Venturing into the world of currency trading without the proper education is like attempting to drive a very fast sports car when you haven’t taken your first driving lesson. The odds are against you succeeding. Here are 13 Forex trading tips for new traders:
Make Your Own Trading Decisions
Avoid taking advice from any one person or any news channel, eventually you and only you are responsible for the profits or losses in your trading account.
Use Multiple Time Frames
Use multiple time frames in your trading analysis in order to increase the odds of having a winning trade. When analyzing the markets for a swing trade for example, it’s best to ensure that the Supply or Demand level identified on the 120 minutes charts is coherent with the Daily trend and far from a weekly opposing level.
Back-test Your Trading Strategy
Back-test your strategy, manually or robotically, to ensure that it is a profitable strategy and it has the potential to grow the trading account if applied consistently.
Join a Group of Like-Minded Traders
Surround yourself with people who are already successful and willing to share their experience and trades. The students’ trade room in the Mastermind Community in OTA is a perfect example of such an arena. The information shared inside these rooms is invaluable.
Choose your Forex Broker Carefully
The industry is filled with poor quality brokerage companies. It is the trader’s job to identify the good ones based on the fund’s safety measures they apply, the spreads they offer, the commission they charge, and the regulatory bodies they are subject to.
Learn to Let Go
Once a trade setup is analyzed and planned and the trade is taken, there’s nothing further to be done. “No more bets” as they say, beyond this stage.
Be Aware of Major News Releases Every Day
The important releases for any currency are scheduled ahead of time and published on many websites (usually under the title “Economic Calendar”). It is the trader’s job to be aware of these releases and take caution around that time.
Never Risk More Than 1% of Your Trading Account in Any Single Trade
This is especially true for new traders.

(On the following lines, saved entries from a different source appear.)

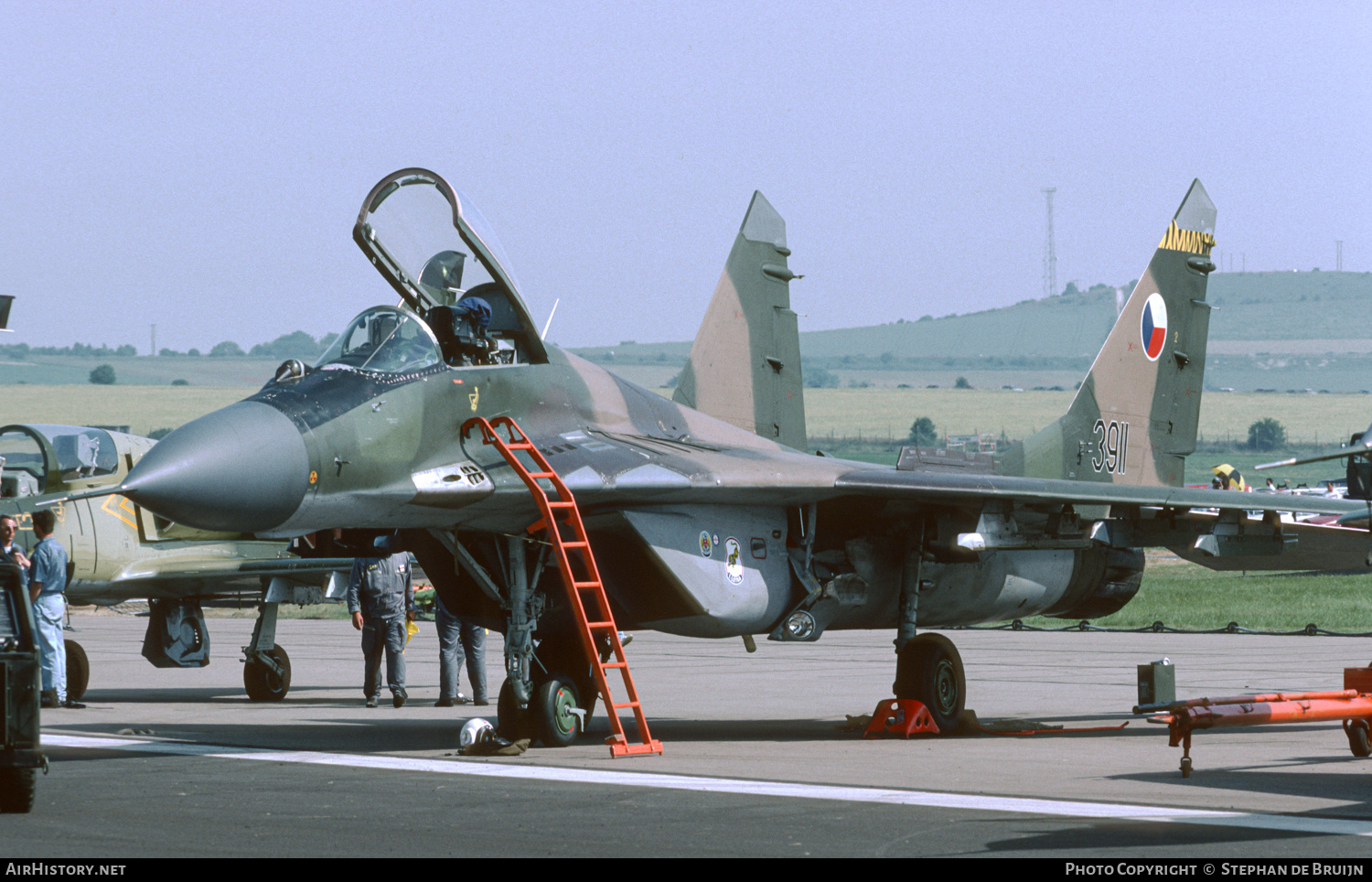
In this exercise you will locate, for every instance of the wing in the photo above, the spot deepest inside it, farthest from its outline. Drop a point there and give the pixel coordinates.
(206, 572)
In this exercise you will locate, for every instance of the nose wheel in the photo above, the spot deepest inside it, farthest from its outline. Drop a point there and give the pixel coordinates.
(929, 670)
(261, 682)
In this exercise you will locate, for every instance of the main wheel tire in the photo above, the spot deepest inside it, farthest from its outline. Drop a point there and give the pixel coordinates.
(552, 706)
(1358, 741)
(16, 791)
(265, 684)
(929, 670)
(512, 722)
(79, 670)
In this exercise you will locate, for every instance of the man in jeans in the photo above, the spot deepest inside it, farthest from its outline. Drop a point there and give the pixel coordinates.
(47, 590)
(381, 601)
(456, 632)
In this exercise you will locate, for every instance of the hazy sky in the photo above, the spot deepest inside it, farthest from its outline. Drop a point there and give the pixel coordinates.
(199, 165)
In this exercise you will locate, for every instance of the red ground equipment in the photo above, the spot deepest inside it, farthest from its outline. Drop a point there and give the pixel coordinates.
(1352, 705)
(563, 524)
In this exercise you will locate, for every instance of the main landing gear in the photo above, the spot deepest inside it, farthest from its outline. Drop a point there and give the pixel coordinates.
(266, 671)
(929, 670)
(553, 715)
(79, 671)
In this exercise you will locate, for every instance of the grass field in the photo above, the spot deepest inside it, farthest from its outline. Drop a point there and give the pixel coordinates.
(142, 408)
(1185, 596)
(874, 414)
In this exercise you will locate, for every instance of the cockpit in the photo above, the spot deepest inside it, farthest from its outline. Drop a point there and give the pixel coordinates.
(383, 339)
(33, 454)
(436, 250)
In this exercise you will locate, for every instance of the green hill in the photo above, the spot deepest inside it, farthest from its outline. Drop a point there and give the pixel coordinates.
(1270, 331)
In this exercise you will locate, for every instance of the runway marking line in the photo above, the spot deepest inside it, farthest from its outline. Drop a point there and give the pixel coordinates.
(881, 796)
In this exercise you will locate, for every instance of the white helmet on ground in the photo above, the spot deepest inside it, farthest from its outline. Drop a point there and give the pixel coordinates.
(474, 733)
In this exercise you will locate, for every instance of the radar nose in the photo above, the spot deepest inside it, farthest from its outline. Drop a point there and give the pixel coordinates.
(241, 469)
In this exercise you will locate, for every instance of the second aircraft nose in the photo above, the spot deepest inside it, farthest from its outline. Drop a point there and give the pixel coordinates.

This is important for both the trader’s psychology in case the trade was stopped out, and for the preservation of capital.
Ensure the Infrastructure is Adequate
From a reliable internet connection with large enough bandwidth and an uninterruptible electricity source, to a trading PC equipped for seamless performance.
Review Every Trade After It’s Closed
And not only that, but assess whether the trade plan was followed without any deviations. Take necessary actions accordingly.
Master One Style of Trading (i.e. Day, Swing, Position)
Trying to utilize all the trading styles, especially for a new trader, can only lead to confusion and inconsistent results. It is best to choose the style that fits your personality and focus on that.
Lead a Healthy Lifestyle
Nutritious foods and exercises are not only good for the body but they are also good for the mind, and trading is a psychological game. A trader needs to maintain a sharp and relaxed mind to adequately deal with the stress of a losing trade.
Stay Clear of Anyone Trying to Sell You a Forex Robot
Unless the trader developed and tested the robot himself, the chances are it will not work consistently. Trading is a skill that is acquired by the very few, develop this skill to elevate yourself to the top.
Acquiring the proper market education is every trader’s responsibility and duty towards himself if the goal is to attain a level of consistent profits. These Forex Trading tips barely scratch the surface of Forex education, but understanding and applying them is of crucial importance.